Mais pour moi, un tel scénario ne se produira jamais. Non pas que j’aie des informations secrètes, c’est juste que me dire que quelque chose comme ça pourrait vraiment arriver me terrorise beaucoup trop. Alors je n’y pense pas.

Je penche plutôt pour deux autres cas de figure potentiels :

    Le premier : on a fait encore une fois un bond considérable dans l’avancée technologique. Et on n’utilise pas plus Internet qu’aujourd’hui on se sert du minitel. Quelques passionnés peut-être surfent encore sur le web pour se distraire, pour rigoler en voyant des petits bouts de notre époque révolue, mais 95% de la population est complètement passée à autre chose.

    Deuxièmement : Internet est aussi ancré dans la vie quotidienne qu’aujourd’hui. Et dans ce cas je me demande : qu’est devenu ce journal ?

Voilà où je voulais en venir avec cet écrit. Dans 100 ans qui lira ce journal ?

Quel genre de personne tombera sur les fragments de ma pensée ? Est-ce qu’ils auront de la compassion pour ce que j’ai vécu ? Ou est-ce qu’ils se moqueront de moi, me mépriseront, comme je le crains à chaque fois que j’imagine quelqu’un me lire ?
Est-ce qu’ils souriront en découvrant une partie de la vie d’une "ancêtre" ? Seront-ils émus ? Ou indifférent ? Comment ne peut-on être autre chose qu’indifférent face à une fille qui dit avoir 22 ans mais qui les a perdus depuis près d’un siècle ? On ne pense déjà pas toujours MAINTENANT que c’est une vraie personne qui se tient de l’autre côté de l’écran. Comment dire à ces lecteurs du futur que oui, j’ai eu de vrais sentiments, aussi forts, profonds et importants que les leurs. Que la nature humaine est ce qu’elle est, que c’est pas parce que je suis une vieille que si on se rencontrait je ne comprendrais pas leurs problèmes.

La technologie avance et change, mais ce sont toujours les mêmes histoires que l’on vit encore et encore.

Je pense à la discussion avec mon psychiatre, hier. Une phrase qu’il a dit m’a fait tiquer. Comme si parce que j’étais jeune, je pensais forcément que "ma mère ou lui ne peuvent pas comprendre ce que je vis, parce que ce sont des vieux". N’importe quoi.

Je ne lui ai même pas répondu.

La séance ne s’est pas super bien passée en même temps. Il me disait des trucs, je voulais discuter, échanger, argumenter pour comprendre, mais je n’arrivais pas à aligner deux mots.

Je me suis mise à penser à tout ça parce que j’ai rouvert un carnet qui date du début de ma dépression. Un journal écrit où - comme ici - j’explique grossièrement (sans jamais toucher du doigt ce qui fait vraiment mal) ce que je ressens. Où je radote beaucoup donc et où je suis tellement à bout que je me plains sans aucune retenue.

Mais je sais que ça n’est pas moi, ça… Je sais que je suis et fais beaucoup d’autres choses, plus courageuses, plus louables, mais je ne les note pas.

Alors, c’est vraiment cela qu’on retiendra de moi au final ?

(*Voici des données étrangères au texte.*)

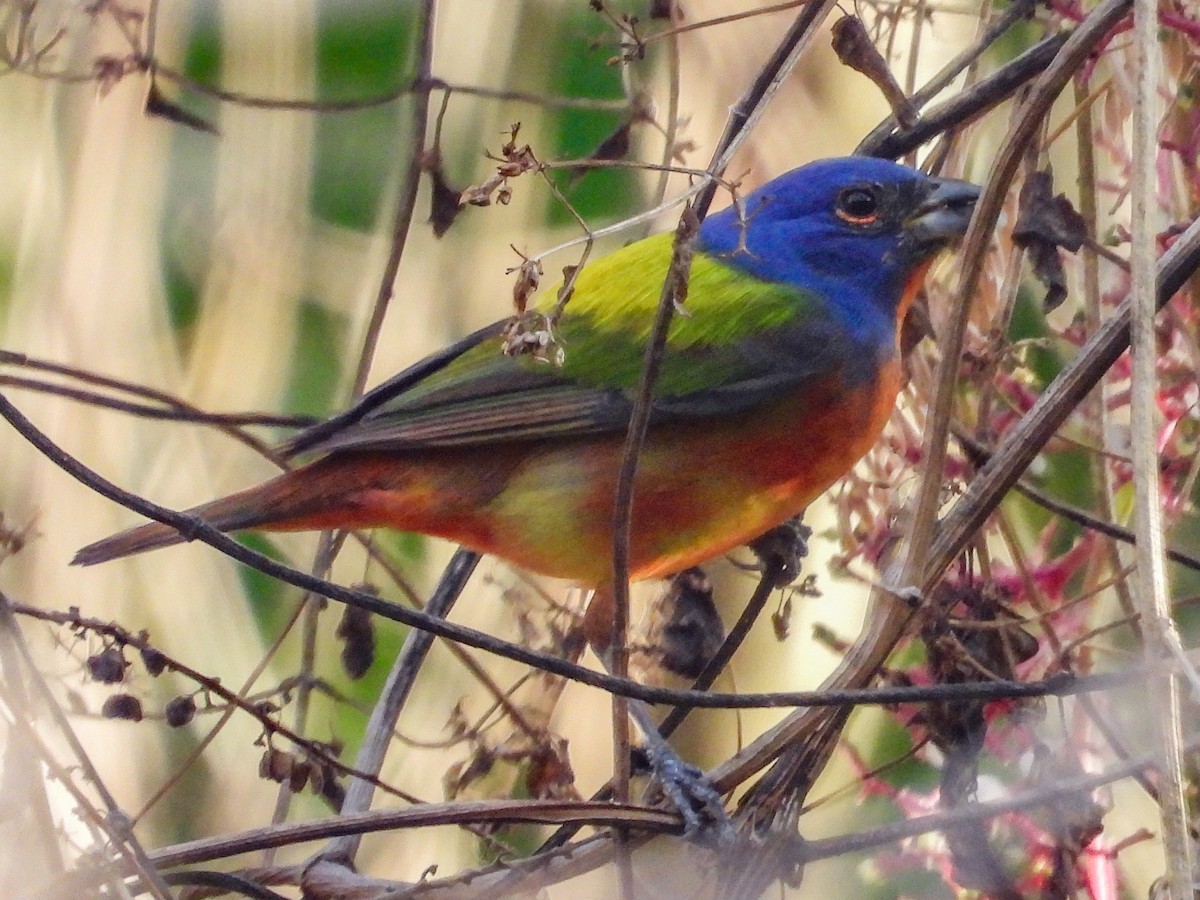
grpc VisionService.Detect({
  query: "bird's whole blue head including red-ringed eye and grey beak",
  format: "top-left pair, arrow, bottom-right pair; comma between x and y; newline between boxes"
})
700,156 -> 979,338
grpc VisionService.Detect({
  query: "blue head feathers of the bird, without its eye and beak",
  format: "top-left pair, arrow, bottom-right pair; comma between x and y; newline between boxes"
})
698,157 -> 928,341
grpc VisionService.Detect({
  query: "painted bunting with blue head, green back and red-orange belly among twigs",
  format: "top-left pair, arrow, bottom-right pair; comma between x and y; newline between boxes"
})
74,157 -> 978,600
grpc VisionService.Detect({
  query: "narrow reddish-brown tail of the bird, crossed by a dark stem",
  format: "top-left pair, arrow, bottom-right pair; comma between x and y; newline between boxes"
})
71,473 -> 321,565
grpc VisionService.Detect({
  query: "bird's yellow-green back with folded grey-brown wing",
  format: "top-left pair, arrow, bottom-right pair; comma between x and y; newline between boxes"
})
287,238 -> 852,452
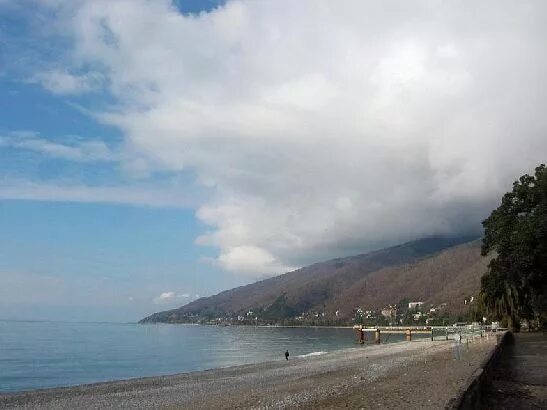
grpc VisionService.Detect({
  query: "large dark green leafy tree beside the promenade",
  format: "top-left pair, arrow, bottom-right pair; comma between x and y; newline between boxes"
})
480,164 -> 547,328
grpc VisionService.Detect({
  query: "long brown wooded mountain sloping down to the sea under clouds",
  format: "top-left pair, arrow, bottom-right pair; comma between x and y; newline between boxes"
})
140,237 -> 488,323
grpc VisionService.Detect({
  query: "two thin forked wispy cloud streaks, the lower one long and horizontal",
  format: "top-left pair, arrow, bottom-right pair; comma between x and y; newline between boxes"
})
0,131 -> 203,208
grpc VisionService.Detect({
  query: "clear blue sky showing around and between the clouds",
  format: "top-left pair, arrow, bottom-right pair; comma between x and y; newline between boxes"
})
0,1 -> 235,321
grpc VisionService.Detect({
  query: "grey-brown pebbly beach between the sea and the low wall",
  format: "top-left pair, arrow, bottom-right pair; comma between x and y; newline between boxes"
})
0,338 -> 495,409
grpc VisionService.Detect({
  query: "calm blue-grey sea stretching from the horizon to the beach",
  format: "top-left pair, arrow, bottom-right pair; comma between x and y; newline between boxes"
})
0,321 -> 416,393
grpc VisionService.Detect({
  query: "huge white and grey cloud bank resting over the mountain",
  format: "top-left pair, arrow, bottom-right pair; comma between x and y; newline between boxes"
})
36,0 -> 547,276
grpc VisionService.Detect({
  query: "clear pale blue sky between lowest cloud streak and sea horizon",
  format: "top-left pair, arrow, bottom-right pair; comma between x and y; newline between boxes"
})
0,201 -> 242,320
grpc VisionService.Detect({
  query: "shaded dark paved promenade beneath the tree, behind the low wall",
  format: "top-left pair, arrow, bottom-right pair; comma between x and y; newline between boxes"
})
485,333 -> 547,409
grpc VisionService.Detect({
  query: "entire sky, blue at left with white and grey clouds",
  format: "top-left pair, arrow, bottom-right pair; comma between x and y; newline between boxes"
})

Moi-même quand je relira mes carnets dans 30 ans, est-ce que je me souviendrai de tout ce que j’ai enduré entre ces lignes ?
Tous les sacrifices que j’ai fait pour ne pas blesser les gens, pour les aider, tous les services que j’ai rendu à cœur ouvert. Tous les sourires que j’ai offert, à chaque seconde de ma vie, même quand ça n’allait pas, pour donner un peu de chaleur. On me l’a encore dit récemment : "Mais en fait, toi, tu souris tout le temps !". Un prof.

Je ne recherche pas l’immortalité. Qu’on ne se souvienne pas de moi quand je partirai me va très bien. Je ne veux juste pas qu’on se souvienne de moi erronément.